Indeed, this increase in activist pressure at the negotiations highlights a growing and deeper focus on plastics among environmentalists, who now take aim at previous plastics practices some of them once encouraged. In February 2024, the Center for Climate Integrity recently published a report claiming plastic recycling “is a decades-long campaign of fraud and deception” orchestrated by “petrochemical companies, their trade associations, and the front groups that represent their interests.” According to the Center, the companies and associations “should be held accountable for their campaign of deception much like the producers of tobacco, opioids, and toxic chemicals that engaged in similar schemes.” Similarly, Plastic Pollution Coalition communications manager Erica Cirino claimed it is “clear recycling is not enough to solve the plastic pollution crisis” because even if recycling rates were higher, the practice “could never come close” to solving the “health, justice, socio-economic, and environmental crises” caused by plastic pollution. 
 
This deeper focus on plastics has come into stark relief at the negotiations in Ottawa, as environmentalists and their allies in the media have spent months raising alarmist claims about “microplastics” in our water and bodies. Last October, environmental advocates called microplastics “a threat to the stability of Earth’s operating system because of their persistence in the environment and potential toxicity to humans and wildlife.” Advocates are taking aim at companies across the world, alleging consumer brands like Coca-Cola and Nestlé are responsible for more than half of harmful plastic pollution worldwide. Even environmental poster child Patagonia found itself indicted over what one media outlet called a “major microplastic problem” in their supposedly sustainable products. Despite Patagonia’s long support for more than 1,300 environmental advocacy groups and self-imposed “Earth Tax” that contributes 1% of its sales to conservation efforts organized by nonprofit groups, the outdoor gear brand is facing pressure from advocates over microplastics from its products that “can get flushed into waterways, sneaking through wastewater systems.” Patagonia’s use of recycled polyester “more than any other fiber” may no longer be enough to retain the support of climate activists.

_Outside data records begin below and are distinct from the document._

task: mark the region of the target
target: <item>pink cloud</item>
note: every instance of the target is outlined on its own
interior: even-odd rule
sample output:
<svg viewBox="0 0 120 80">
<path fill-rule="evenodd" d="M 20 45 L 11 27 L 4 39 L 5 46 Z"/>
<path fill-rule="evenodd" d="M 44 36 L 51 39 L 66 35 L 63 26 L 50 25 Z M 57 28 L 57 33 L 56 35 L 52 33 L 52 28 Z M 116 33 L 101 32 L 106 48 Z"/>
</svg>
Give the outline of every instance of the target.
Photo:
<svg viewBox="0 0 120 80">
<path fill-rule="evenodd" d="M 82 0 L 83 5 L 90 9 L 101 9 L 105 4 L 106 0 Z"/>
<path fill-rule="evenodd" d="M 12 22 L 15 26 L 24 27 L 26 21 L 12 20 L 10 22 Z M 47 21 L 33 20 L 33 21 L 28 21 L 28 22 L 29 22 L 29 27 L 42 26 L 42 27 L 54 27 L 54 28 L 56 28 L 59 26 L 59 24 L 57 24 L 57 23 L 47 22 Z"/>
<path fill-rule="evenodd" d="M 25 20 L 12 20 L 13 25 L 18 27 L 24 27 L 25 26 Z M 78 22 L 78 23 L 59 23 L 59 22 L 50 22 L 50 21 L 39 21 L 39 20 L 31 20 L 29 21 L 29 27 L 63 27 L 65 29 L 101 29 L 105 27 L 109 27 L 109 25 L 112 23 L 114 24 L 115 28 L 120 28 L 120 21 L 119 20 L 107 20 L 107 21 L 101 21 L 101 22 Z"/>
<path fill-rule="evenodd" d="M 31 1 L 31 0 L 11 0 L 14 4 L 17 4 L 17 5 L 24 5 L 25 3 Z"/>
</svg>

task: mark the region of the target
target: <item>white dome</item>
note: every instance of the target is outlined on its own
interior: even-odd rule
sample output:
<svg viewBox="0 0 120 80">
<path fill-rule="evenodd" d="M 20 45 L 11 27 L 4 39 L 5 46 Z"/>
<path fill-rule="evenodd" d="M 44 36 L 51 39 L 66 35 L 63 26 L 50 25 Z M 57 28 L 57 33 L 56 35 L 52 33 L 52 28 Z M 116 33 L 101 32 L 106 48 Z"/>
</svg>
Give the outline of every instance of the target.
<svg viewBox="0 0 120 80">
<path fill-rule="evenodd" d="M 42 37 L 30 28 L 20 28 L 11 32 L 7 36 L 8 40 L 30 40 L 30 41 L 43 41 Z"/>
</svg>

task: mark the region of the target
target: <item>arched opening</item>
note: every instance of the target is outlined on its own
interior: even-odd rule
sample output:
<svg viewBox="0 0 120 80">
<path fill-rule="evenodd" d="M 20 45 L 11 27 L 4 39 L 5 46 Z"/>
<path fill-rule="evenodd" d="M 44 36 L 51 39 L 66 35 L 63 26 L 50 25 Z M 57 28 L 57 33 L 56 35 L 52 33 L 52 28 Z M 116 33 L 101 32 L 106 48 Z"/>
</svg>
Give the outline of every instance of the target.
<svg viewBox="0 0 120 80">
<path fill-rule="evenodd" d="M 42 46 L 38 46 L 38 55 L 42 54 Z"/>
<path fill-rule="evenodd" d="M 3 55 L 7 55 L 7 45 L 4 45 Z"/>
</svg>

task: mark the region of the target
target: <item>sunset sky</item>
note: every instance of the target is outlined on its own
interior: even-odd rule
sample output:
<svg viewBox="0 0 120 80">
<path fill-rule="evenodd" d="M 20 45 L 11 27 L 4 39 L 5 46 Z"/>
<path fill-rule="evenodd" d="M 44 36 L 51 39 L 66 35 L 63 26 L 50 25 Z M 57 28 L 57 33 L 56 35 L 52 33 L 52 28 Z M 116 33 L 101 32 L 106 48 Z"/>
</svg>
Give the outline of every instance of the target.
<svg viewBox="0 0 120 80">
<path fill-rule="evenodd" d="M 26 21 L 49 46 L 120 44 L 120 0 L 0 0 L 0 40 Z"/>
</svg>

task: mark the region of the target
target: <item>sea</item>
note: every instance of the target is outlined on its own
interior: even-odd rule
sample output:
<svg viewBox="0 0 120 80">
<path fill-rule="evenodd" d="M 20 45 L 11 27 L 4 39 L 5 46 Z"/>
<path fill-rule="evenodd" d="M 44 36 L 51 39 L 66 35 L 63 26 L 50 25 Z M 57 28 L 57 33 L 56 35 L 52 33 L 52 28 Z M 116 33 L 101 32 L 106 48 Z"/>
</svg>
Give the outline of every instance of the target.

According to Ocean Wise’s ocean pollution and plastics director Charli Cox, phasing out plastic products upstream entirely is the actual “solution rather than a kind of mitigation effort.”
 
While the Biden Administration’s representatives at the talks “have consistently clung to a middle ground position,” seemingly trying to balance the concerns of activists and industry, the pressure from environmental activists is only increasing, and companies within the plastics value chain need to prepare.  While activists demand the U.S. strive to secure the strongest possible treaty in order to “address all aspects of the plastic pollution crisis,” industry representatives are concerned restrictions could make manufacturers less competitive and jeopardize the benefits plastics can provide to the economy and environment. As negotiators at the talks weigh these competing pressures, companies operating across the plastics value chain– from feedstock providers to material producers to users –must understand the competing pressures, who is driving them, and how to ensure facts and science are not lost in the fray.